L’état de la Presse n’est pas le procès de la Presse Privée
mercredi 14 mai 2008 par Sambi TOURE & Daouda MARIKO
M. Abbas F TRAORE (MCNT)
M. Thiémoko MACALOU (CNEAME)
M. Daouda BAMBA (CSC)
M. Makan KONE (MP)
M. Tiégoum B MAIGA (ASSEP)
Me Mamadou I KONATE (Avocat).
En fait de débat, les téléspectateurs surpris ont assisté à un procès inégal en direct de la presse privée (l’URTEL n’était pas invitée ), avec son procureur imprécateur et son juge, un « journaliste professionnel » : Salif SANOGO. Sans préjudice de la violation des droits de la défense et de la norme déontologique de base du journaliste, l’animateur de Questions d’actualité charge et vilipende ses confrères des journaux et radios privés, les met à l’index de la profession et au ban de la société.
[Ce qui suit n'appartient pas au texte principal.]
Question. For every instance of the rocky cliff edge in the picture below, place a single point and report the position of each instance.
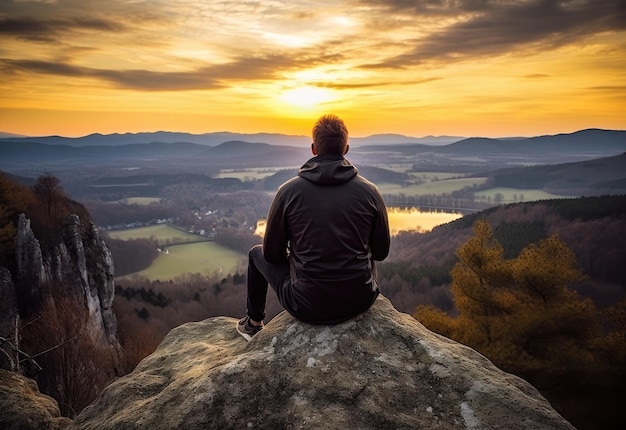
(380, 370)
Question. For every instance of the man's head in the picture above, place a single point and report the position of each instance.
(330, 136)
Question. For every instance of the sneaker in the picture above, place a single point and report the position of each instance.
(248, 330)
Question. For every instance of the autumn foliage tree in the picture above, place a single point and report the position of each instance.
(75, 366)
(519, 312)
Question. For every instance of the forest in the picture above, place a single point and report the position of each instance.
(426, 275)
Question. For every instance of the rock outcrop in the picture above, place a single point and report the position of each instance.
(81, 262)
(380, 370)
(24, 407)
(9, 319)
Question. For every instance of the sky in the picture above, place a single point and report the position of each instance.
(491, 68)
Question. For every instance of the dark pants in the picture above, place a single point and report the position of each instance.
(260, 273)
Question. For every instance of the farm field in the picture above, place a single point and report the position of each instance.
(251, 173)
(512, 195)
(164, 234)
(434, 187)
(206, 258)
(142, 201)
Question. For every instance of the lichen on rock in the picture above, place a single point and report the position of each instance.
(380, 370)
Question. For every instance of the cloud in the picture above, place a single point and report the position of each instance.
(482, 28)
(47, 30)
(201, 78)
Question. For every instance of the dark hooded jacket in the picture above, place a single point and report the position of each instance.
(329, 223)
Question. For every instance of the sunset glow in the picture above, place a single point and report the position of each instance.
(490, 68)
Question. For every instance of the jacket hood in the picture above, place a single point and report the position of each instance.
(328, 170)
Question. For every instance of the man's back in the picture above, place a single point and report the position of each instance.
(334, 223)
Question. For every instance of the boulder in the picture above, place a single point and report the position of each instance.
(380, 370)
(25, 408)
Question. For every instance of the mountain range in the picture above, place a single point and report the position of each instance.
(216, 138)
(231, 150)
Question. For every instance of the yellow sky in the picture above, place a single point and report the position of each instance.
(424, 67)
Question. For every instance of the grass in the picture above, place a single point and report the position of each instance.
(512, 195)
(206, 258)
(446, 186)
(162, 233)
(250, 174)
(141, 201)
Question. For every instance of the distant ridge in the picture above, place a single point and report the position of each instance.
(217, 138)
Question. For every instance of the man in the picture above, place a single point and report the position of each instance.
(324, 230)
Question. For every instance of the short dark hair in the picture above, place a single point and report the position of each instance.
(330, 135)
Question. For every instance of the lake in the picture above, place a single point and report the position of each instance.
(402, 220)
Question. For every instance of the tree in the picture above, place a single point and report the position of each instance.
(49, 191)
(520, 313)
(75, 366)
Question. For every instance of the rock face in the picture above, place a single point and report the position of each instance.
(24, 407)
(9, 359)
(81, 262)
(380, 370)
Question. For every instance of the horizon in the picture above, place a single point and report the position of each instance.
(418, 69)
(8, 135)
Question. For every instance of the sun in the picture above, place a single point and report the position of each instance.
(307, 96)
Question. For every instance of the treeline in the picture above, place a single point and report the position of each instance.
(130, 256)
(457, 200)
(522, 314)
(594, 228)
(45, 204)
(147, 310)
(110, 214)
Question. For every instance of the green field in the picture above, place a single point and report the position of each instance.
(250, 174)
(142, 201)
(512, 195)
(434, 187)
(162, 233)
(207, 258)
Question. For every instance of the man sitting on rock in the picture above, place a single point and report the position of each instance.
(324, 230)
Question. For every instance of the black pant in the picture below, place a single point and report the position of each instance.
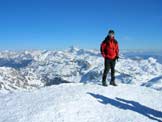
(109, 64)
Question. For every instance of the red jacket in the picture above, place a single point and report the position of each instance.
(109, 48)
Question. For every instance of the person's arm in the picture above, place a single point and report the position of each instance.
(102, 48)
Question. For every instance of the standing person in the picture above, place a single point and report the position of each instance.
(110, 52)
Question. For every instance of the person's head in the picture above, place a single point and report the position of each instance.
(111, 33)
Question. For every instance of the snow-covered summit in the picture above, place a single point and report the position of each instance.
(32, 69)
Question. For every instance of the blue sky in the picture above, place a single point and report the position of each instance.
(58, 24)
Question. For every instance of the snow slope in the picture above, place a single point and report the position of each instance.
(32, 69)
(64, 86)
(77, 102)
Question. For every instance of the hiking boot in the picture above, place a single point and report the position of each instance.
(113, 83)
(104, 83)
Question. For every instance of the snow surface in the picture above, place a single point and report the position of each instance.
(78, 102)
(64, 86)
Ainsi, journalistes et animateurs de la presse privée sont dépeints comme les seules brebis galeuses de la profession, des racketteurs, des corrompus, des snipers sans aucune formation qui tirent sur tout le monde, sans aucun scrupule et sans aucune morale.
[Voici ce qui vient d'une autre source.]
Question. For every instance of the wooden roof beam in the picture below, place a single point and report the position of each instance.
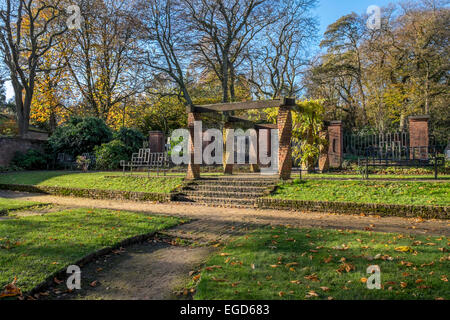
(247, 105)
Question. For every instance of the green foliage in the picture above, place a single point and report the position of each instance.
(95, 180)
(110, 154)
(319, 264)
(388, 192)
(80, 135)
(132, 138)
(40, 245)
(31, 160)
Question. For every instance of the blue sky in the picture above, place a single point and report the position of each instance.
(327, 11)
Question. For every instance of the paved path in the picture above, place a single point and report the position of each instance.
(215, 223)
(155, 270)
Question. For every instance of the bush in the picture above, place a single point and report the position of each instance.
(132, 138)
(108, 155)
(31, 160)
(80, 135)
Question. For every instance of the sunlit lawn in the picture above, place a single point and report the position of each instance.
(286, 263)
(95, 180)
(389, 192)
(34, 247)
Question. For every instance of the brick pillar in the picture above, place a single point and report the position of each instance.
(418, 136)
(336, 146)
(156, 141)
(227, 168)
(193, 171)
(324, 161)
(284, 122)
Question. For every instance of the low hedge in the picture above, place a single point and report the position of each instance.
(427, 212)
(90, 193)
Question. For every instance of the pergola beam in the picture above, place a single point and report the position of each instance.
(247, 105)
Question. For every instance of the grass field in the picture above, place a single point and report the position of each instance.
(285, 263)
(392, 192)
(372, 176)
(11, 204)
(95, 180)
(34, 247)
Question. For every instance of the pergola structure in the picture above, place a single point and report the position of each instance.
(284, 124)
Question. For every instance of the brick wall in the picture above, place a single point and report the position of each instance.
(193, 171)
(9, 146)
(156, 141)
(336, 144)
(418, 136)
(284, 122)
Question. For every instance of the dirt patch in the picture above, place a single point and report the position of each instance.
(153, 270)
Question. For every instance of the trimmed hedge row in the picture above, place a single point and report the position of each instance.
(62, 274)
(90, 193)
(410, 211)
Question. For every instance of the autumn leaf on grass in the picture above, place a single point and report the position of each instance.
(218, 280)
(212, 268)
(347, 267)
(11, 290)
(291, 264)
(311, 294)
(312, 277)
(404, 249)
(427, 264)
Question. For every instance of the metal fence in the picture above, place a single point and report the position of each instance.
(357, 144)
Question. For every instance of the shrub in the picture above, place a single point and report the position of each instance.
(132, 138)
(108, 155)
(31, 160)
(80, 135)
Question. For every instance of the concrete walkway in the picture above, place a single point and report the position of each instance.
(157, 269)
(215, 223)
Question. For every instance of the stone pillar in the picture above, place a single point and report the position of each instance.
(418, 137)
(156, 141)
(227, 168)
(284, 122)
(193, 171)
(336, 146)
(324, 161)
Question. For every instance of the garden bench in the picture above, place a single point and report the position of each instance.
(419, 157)
(147, 160)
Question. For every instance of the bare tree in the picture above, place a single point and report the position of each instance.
(28, 29)
(275, 66)
(224, 28)
(101, 64)
(165, 45)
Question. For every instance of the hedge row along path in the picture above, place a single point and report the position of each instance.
(136, 273)
(215, 223)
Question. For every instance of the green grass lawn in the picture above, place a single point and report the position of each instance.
(392, 192)
(372, 176)
(286, 263)
(34, 247)
(95, 180)
(11, 204)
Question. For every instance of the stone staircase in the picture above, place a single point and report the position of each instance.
(227, 191)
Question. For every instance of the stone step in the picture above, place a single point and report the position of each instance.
(221, 194)
(228, 188)
(247, 202)
(229, 182)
L’affront à l’ensemble de la presse privée est grave, les accusations très osées. Facile d’endosser la tunique de Précepteur ; encore faudrait-il convaincre par l’énonciation de faits précis au lieu de se faire l’échos des ragots et des rumeurs, colportés par les ennemis de la liberté de la presse.
L’URTEL et l’ASSEP, surprises et indignées, mettent au défi Salif SANOGO de dire le nom des Directeurs de radios et de journaux privés qui disent à leurs journalistes : JE NE VOUS PAYE PAS, DEBROUILLEZ VOUS.
Au nom de la morale et des principes déontologiques, l’URTEL et l’ASSEP demandent au « journaliste professionnel », non moins Président d’honneur de l’OJRM, Salif SANOGO de diffuser la liste des journalistes racketteurs, corrompus et sans scrupules de la presse privée.
Quant au fameux « communiqué final » qui sanctionne les conférences de presse ou autres reportages de terrain, l’URTEL et l’ASSEP félicitent leurs représentants, Makan KONE et Tiégoum Boubèye MAIGA pour la sagesse confraternelle avec laquelle ils ont répondu à Salif SANOGO.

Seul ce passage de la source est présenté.